In this chapter, we discuss the construction of practical codes for secrecy. The design of codes for the wiretap channel turns out to be surprisingly difficult, and this area of information-theoretic security is still largely in its infancy. To some extent, the major obstacles in the road to secrecy capacity are similar to those that lay in the path to channel capacity: the random-coding arguments used to establish the secrecy capacity do not provide explicit code constructions. However, the design of wiretap codes is further impaired by the absence of a simple metric, such as a bit error rate, which could be evaluated numerically. Unlike codes designed for reliable communication, whose performance is eventually assessed by plotting a bit-error-rate curve, we cannot simulate an eavesdropper with unlimited computational power; hence, wiretap codes must possess enough structure to be provably secure. For certain channels, such as binary erasure wiretap channels, the information-theoretic secrecy constraint can be recast in terms of an algebraic property for a code-generator matrix.
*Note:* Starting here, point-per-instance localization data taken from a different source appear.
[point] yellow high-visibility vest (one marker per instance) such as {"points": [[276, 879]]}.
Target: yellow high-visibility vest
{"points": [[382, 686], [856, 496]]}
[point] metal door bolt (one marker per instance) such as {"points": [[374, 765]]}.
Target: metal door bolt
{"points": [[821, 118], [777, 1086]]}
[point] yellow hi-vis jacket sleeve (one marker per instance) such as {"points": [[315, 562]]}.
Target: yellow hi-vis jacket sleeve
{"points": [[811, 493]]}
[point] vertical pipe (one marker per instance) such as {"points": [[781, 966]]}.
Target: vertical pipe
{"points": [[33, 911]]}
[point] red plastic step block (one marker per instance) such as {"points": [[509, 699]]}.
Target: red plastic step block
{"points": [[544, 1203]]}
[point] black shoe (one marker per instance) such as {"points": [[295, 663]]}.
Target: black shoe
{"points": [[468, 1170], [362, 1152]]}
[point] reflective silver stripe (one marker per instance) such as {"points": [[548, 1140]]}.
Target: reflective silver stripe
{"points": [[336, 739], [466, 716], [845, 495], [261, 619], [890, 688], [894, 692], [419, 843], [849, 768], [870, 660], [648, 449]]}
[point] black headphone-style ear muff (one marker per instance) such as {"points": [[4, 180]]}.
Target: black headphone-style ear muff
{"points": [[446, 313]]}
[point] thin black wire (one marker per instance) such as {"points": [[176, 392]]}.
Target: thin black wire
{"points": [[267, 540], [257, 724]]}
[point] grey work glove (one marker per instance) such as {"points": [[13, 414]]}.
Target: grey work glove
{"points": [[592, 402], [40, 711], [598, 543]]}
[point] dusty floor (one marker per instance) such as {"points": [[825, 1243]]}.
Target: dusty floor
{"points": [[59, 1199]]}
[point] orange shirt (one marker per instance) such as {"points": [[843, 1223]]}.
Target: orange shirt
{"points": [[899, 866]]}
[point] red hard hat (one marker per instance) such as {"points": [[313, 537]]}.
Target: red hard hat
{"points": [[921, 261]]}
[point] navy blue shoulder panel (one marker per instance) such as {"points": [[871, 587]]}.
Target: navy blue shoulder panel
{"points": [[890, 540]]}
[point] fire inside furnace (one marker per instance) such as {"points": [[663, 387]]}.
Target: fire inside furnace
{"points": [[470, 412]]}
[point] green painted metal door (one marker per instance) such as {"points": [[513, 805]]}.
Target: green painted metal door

Most of the chapter focuses on such cases since this algebraic view of secrecy simplifies the analysis considerably.

As seen in Chapter 4, the design of secret-key distillation strategies is a somewhat easier problem insofar as reliability and security can be handled separately by means of information reconciliation and privacy amplification. Essentially, the construction of coding schemes for key agreement reduces to the design of Slepian–Wolf-like codes for information reconciliation, which can be done efficiently with low-density parity-check (LDPC) codes or turbo-codes.